I messaggi occulti lanciati dallo zar
Nona Mikhelidze
Nella politica di Putin è presente un forte simbolismo. Il leader del Cremlino non ha scelto a caso il 18 marzo per parlare alla nazione, allo Sport Center Luzhniki di Mosca. Ieri era l’ottavo anniversario dell’annessione della Crimea alla federazione russa. Il suo popolo stava festeggiando questo evento con un concerto. Molti si aspettavano che spendesse alcune parole sulle intenzioni della Russia nello svolgimento della guerra, anzi “operazione militare speciale”, come la chiama lui, che parlasse di ciò che sta accadendo sul campo e di quel che potrebbe accadere. Invece no. Putin si è limitato a nominare il genocidio che gli ucraini stavano commettendo contro il Donbass. E a ribadire che l’operazione militare è giustificata da questo genocidio. Nelle sue parole c’è stato spazio anche per una citazione dalla Bibbia, quando ha spiegato che l’aiuto militare portato dall’esercito russo è stato dettato anche da una prospettiva religiosa.
Ma mettiamo sotto i riflettori la sua ultima citazione: Putin ha dichiarato che l’inizio dell’operazione è coincisa quasi per caso con il compleanno di uno dei “nostri eccezionali comandanti militari”, canonizzato come santo, Fëdor Fëdorovič Ušakov, che “non ha perso una sola battaglia in tutta la sua brillante carriera militare”. Anche in questo caso non è casuale, secondo lui, che l’operazione speciale cada proprio in occasione di quel compleanno. Perciò conclude: “Neanche noi perderemo la battaglia”. Ecco che torna la simbologia. Tra l’altro, forse non tutti sanno che il personaggio santificato è stato dichiarato patrono della flotta di bombardieri nucleari strategici russi.

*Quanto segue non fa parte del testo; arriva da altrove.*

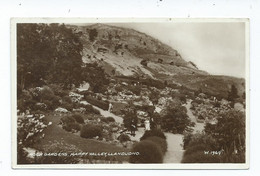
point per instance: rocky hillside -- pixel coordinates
(126, 52)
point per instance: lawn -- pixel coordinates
(55, 133)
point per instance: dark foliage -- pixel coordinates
(99, 103)
(96, 77)
(149, 152)
(78, 118)
(160, 142)
(176, 119)
(90, 131)
(151, 133)
(47, 53)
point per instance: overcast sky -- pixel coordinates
(218, 48)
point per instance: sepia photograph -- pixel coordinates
(130, 93)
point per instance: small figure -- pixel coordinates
(110, 107)
(147, 124)
(132, 128)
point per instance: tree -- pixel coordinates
(130, 117)
(176, 120)
(229, 132)
(144, 62)
(95, 76)
(47, 53)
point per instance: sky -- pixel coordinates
(218, 48)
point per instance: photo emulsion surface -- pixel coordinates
(103, 93)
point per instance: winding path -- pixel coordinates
(105, 113)
(175, 141)
(198, 126)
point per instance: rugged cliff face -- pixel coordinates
(124, 51)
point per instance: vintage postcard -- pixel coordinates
(130, 93)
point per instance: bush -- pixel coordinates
(67, 119)
(124, 138)
(90, 109)
(149, 152)
(78, 118)
(161, 143)
(176, 120)
(200, 157)
(151, 133)
(110, 119)
(68, 106)
(74, 126)
(90, 131)
(101, 104)
(58, 147)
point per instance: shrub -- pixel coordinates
(151, 133)
(110, 119)
(149, 152)
(135, 89)
(144, 62)
(161, 143)
(78, 118)
(176, 119)
(90, 109)
(68, 106)
(101, 104)
(90, 131)
(200, 157)
(58, 147)
(67, 119)
(74, 126)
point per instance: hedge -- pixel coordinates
(151, 133)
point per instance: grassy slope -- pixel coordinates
(55, 133)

Ma facciamo un passo in più. Ripensiamo al suo discorso del 16 marzo, quando ha parlato di denazificazione, demilitarizzazione, neutralizzazione dell’Ucraina. Lì si vede chiaramente che Putin, dal 24 febbraio, a oggi non ha fatto neanche mezzo passo indietro. I negoziati che ad alcuni sembrano avanzare, sentendo lui, sono in stallo. Gli ultimatum rimangono gli stessi. Sempre quello speech di qualche giorno fa, però, ci fa capire che esiste il dissenso interno nel Paese. Lui stesso parla di “traditori” e denuncia che questa guerra ne ha portati tanti. Quelli abituati alla bella vita e a mangiare il foie gras in Occidente, che “noi sputeremo dalla bocca come le mosche”. È come se Putin volesse annunciare la nuova ondata di repressioni interne. Che molto probabilmente è diretta non tanto verso gli oligarchi, quanto verso la cosiddetta “intelligenzia”. Agli oligarchi ha già messo il bavaglio. In questi anni, invece, i rappresentanti della cultura sono stati in qualche modo suoi alleati. Magari non erano contenti del tipo di governance creata negli ultimi tempi dal potere verticale, ma il leader del Cremlino portava comunque con sé una stabilità economica che all’intelligenzia dava il modo di sentirsi realizzata professionalmente e apriva le porte all’Occidente. La situazione domestica non era certo sopportabile per loro.